The modified ingredient list is as follows:
- 120 g unsalted butter
- 60 g brown sugar
- 50 g granulated sugar
- 1 egg
- ̶1̶5̶0̶ ̶g̶ ̶A̶P̶ ̶f̶l̶o̶u̶r̶ → 125 g AP flour + 25 g mugwort
- 5 g cornstarch
- 1/2 tsp baking powder
- 1/4 tsp baking soda
- pinch of salt
- vanilla extract
- ̶1̶2̶0̶ → 150 g chopped white chocolate, plus more to top
Yield: 18 cookies, using 1.5 tbsp cookie scoop
- Proportion: The white chocolate had been chopped too fine, actively infusing into the dough as the cookie baked. Larger chunks (greater than 1 cm) would contribute gustatory interest in terms of texture and flavour without compromising overall harmony. It had been a good decision to include the whole couverture piece on top.
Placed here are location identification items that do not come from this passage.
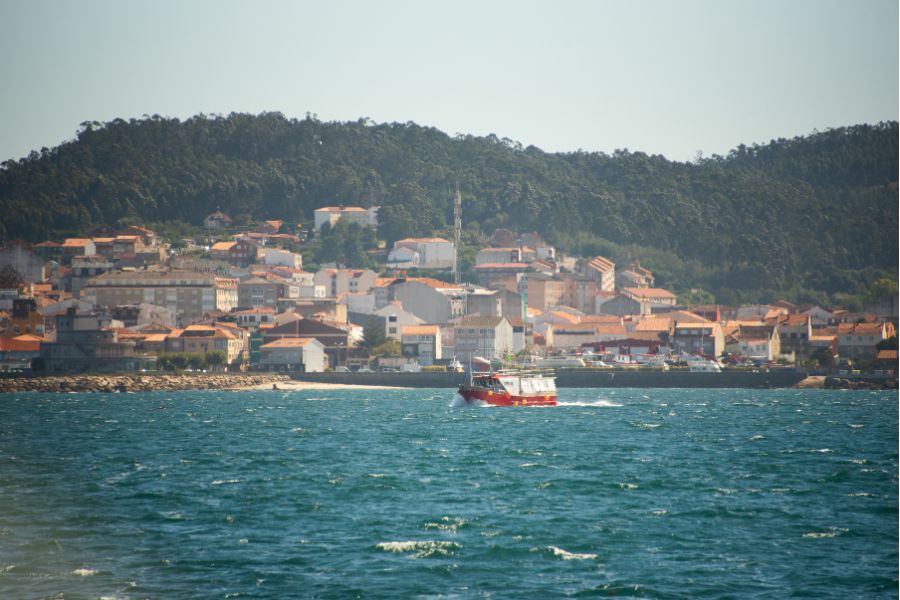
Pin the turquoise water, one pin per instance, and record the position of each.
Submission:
(395, 494)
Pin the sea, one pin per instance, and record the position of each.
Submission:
(371, 493)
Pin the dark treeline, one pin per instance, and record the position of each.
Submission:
(808, 218)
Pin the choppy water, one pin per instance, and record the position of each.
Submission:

- Flour: There wasn't enough flour, causing the bottoms of the cookies to ooze grease within the first three hours of being removed from the oven. Mugwort did not offer the same stabilizing power as flour, thus a 1:1 swap is not recommended. The cookies emerged thinner and flatter than boasting the signature Levain height and substantiality. I also reckon that I could add a hint more baking powder, or let the dough rest briefly to control spread and improve rise.
- Temperature: The oven temperature was either too low, causing the cookies to spread more readily, or too hot, causing the chocolate centre to crack before the rest of the dough baked through. Admittedly, this concern is unrelated to the procedure itself and lies with the fault of my finnicky oven (that is due for replacement at any time now).
Albeit a condensed period of relief, my sanity desperately needed it.